True Story: I Worked at Walmart

Walmartnomics bubbled up in the blogosphere again last week, with Bloomberg’s Megan McArdle leading the conversation on why Wal-Mart pays its employees less than stores like Costco (more from McArdle here and here). I’ve written about Wal-Mart and the minimum wage before, but what I didn’t mention is this: many years ago, I wore a blue vest emblazoned with “How May I Help You?”

Back around the turn of the millennium, I was a teenager who was desperate for gas money. I’d gotten a tip from a friend who worked at Wal-Mart that it “totally wasn’t as bad as you think,” so I put on the Standard Late-90s Midwestern Business Casual Outfit (button down, khakis that may have had cargo pockets, and Doc Martens. Always Doc Martens), walked up to the customer service desk, and asked for an application. A week later, I was wearing the iconic blue smock.

Working at Wal-Mart for a year taught me a few things that are missing from the stories about minimum wage or Wal-Mart vs. Local Government. The wages were actually better than many people assume. Child labor rules offered a mixed bag of results, depending on the employee’s situation. And the notion that the company makes its billions on the backs of poor workers strikes me even today as terribly uninformed.

Let’s talk about Wal-Mart wages. Yes, I started at a crap wage of $6.25/hour (about $8.50 in today’s dollars), which was a considerable boost from the $5.15 minimum wage I had been making in the fast food industry before that (there aren’t many well-remunerated opportunities for teenagers, a fact that “living-wage” advocates ought to keep in mind). There’s a reason starting wages are called “starting wages.” During twelve months of incredibly half-assed effort, I received three separate raises for achievements like:

  • Showing up and not quitting (i.e. the standard 90-day review)
  • Participating in new employee training
  • A little award called STAR CASHIER OF THE MONTH. NBD, yo, though they gave me a maroon vest like this.

By the time I left, I was making close to $8.50 an hour ($11.22 in 2013 dollars). If that doesn’t sound like much to you, consider that the average rent in that town today is about $650, with plenty of apartments in the $400-500 range. People who earn a living writing opinion pieces on the Internet often forget that there’s a huge middle section of the country where living is cheap.

Wal-Mart’s working conditions were a mixed bag. My manager tried to schedule me, a high school sophomore, for 35 hours my first week, extracurricular activities and, you know, being sixteen be damned. (Mama Merryweather, in a rare moment of awesomeness, called to politely explain to him that once I hit 20 hours, I’d be “taking the rest of the week off”). Otherwise, management was downright anal about making sure everybody under 18 was clocked out by 10:30 PM, was taking breaks, and wasn’t doing overtime. In fact, shortly before I left, the store implemented a new policy of not hiring anyone under 18. While I liked having time after work for a few high school shenanigans before curfew, a few of my underage co-workers weren’t in any position to have their hours reduced. Rules like this are intended to protect students and their grades, but sadly, some kids are more worried about helping their alcoholic parents pay bills than getting into college.

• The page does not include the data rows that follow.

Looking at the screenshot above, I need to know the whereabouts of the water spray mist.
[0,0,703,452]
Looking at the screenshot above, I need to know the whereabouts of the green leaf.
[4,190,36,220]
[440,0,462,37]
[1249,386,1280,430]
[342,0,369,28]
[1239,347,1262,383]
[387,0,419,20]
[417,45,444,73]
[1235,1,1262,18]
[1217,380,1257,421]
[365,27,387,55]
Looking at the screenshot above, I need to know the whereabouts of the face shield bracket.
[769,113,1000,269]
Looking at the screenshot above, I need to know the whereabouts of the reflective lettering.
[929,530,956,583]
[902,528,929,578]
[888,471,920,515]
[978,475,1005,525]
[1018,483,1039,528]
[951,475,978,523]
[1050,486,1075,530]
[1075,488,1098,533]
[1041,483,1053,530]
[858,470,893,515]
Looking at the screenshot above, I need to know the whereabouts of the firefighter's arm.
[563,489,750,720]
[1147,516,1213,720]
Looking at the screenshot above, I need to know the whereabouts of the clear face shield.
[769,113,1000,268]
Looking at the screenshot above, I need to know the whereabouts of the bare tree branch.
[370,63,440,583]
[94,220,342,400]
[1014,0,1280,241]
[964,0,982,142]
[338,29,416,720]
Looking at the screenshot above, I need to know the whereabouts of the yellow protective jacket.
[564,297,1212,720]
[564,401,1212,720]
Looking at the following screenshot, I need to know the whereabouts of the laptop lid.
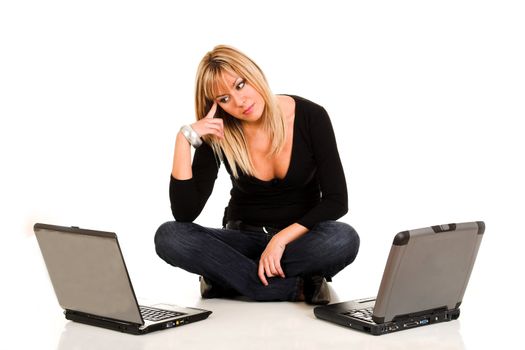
[34,223,144,325]
[373,221,485,323]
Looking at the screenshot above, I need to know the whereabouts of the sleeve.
[298,106,348,229]
[170,143,220,222]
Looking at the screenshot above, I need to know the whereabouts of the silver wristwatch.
[180,125,202,148]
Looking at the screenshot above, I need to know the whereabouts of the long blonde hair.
[195,45,286,178]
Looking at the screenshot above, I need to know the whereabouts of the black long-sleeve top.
[170,96,348,229]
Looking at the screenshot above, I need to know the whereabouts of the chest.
[248,128,293,181]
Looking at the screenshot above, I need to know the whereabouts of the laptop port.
[386,324,399,332]
[403,321,419,328]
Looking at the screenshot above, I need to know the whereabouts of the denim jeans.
[155,221,359,301]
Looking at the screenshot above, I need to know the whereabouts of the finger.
[259,262,268,286]
[268,259,279,277]
[275,261,286,278]
[264,261,274,277]
[205,101,217,119]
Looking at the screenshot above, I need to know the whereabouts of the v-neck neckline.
[251,95,298,185]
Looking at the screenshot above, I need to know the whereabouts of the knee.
[154,221,192,260]
[317,221,360,264]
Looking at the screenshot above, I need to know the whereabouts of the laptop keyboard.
[140,306,184,322]
[343,306,374,322]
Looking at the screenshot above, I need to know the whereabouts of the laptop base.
[314,300,460,335]
[64,309,211,335]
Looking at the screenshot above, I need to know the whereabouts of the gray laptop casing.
[34,223,211,334]
[314,221,485,335]
[373,222,484,323]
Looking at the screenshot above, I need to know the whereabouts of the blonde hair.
[195,45,286,178]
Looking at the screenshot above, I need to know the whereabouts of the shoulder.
[280,95,324,113]
[282,95,330,128]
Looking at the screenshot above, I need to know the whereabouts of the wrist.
[179,125,202,148]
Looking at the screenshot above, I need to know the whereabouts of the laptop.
[314,221,485,335]
[34,223,211,334]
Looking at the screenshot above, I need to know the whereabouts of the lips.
[242,103,255,115]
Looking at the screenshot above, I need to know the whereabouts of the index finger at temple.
[205,102,217,118]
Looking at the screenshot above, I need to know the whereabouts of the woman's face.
[215,72,265,123]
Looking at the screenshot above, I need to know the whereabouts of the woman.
[155,46,359,304]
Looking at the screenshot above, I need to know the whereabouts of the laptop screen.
[374,222,485,322]
[35,224,143,324]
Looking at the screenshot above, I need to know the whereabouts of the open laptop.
[34,223,211,334]
[314,221,485,335]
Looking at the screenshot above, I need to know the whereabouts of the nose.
[232,92,246,107]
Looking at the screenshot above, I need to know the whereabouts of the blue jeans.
[155,221,359,301]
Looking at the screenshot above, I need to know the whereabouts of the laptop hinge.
[392,306,448,321]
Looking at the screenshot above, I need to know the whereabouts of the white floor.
[0,228,524,350]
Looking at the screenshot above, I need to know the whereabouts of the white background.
[0,0,525,349]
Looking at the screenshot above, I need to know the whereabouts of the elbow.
[171,207,200,222]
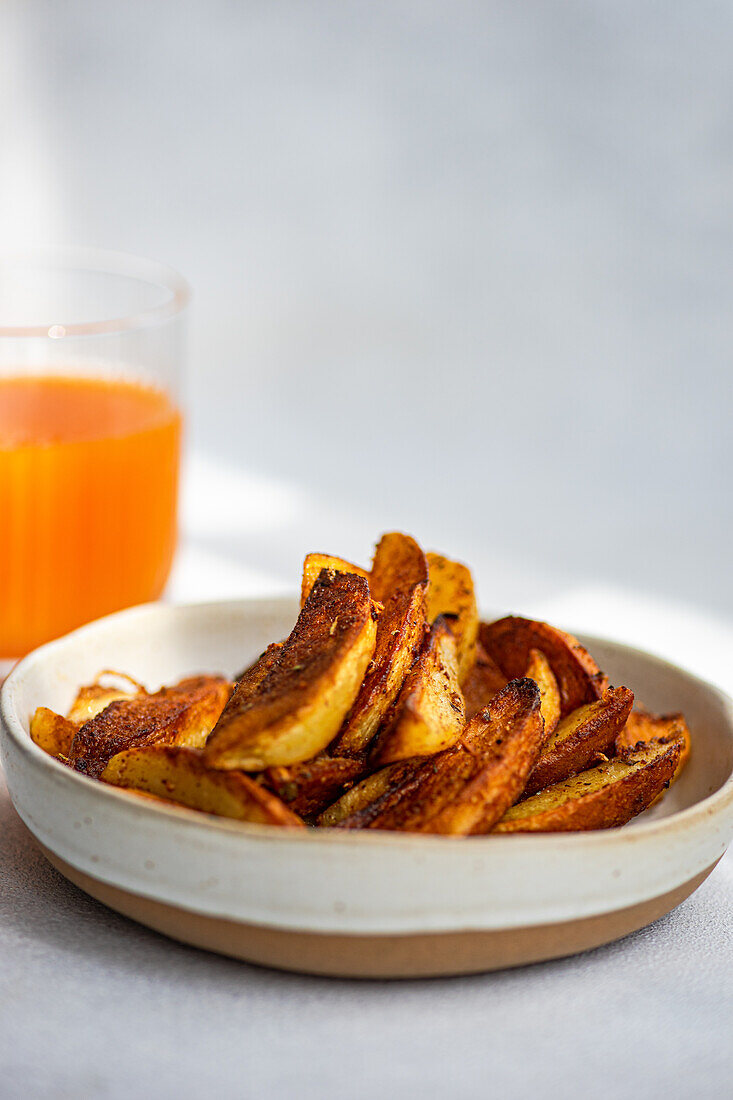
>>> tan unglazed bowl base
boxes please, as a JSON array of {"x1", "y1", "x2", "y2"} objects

The most eye-opening part of my year at Wally World was being exposed to adults who were very different from any that I’d known in my life. Like, I’m-50-and-I-harass-teenage-girls-, I’ve-been-in-prison-, or I-have-a-meth-problem-different. To put it in perspective, when I was sixteen, most of the people over 30 I’d ever had a conversation with were either teachers, family members, or my parents’ friends. For every high school kid working at Wal-Mart, there were several workers in their 30s and 40s on the floor or the stockroom. Some were longtime “lifers,” and they got perks – better schedules, higher pay, the ability to move into different departments or roles. But most of the non-student adults I worked with seemed to leave as quickly as they arrived, presumably in pursuit of better opportunities (and at least once for a jail sentence). My point is that for most employees, not just the teenagers and college students, Wal-Mart was not a long-term job.

The company’s turnover rate is around 70%. You could argue that low wages cause high turnover, but it’s not clear to me why anybody should spend a decade or longer cashiering at Wal-Mart (or McDonalds, or anywhere else) instead of taking incrementally better jobs and expanding their skill sets. People take jobs with Wal-Mart for hundreds of different, personal reasons, such as:

  • your student aid doesn’t cover living expenses over the summer
  • your seasonal job (construction, landscaping, teaching) is over for a few months
  • you’re changing careers and don’t want a big gap in your work history
  • your eBay business selling pop culture collectibles is going to take off any day now
  • your spouse is on temporary disability
  • your kids have started school and you want to go back to work part-time

The key thing for Wal-Mart critics to remember is that for most people, Wal-Mart is a starting point in the labor force, not an end point.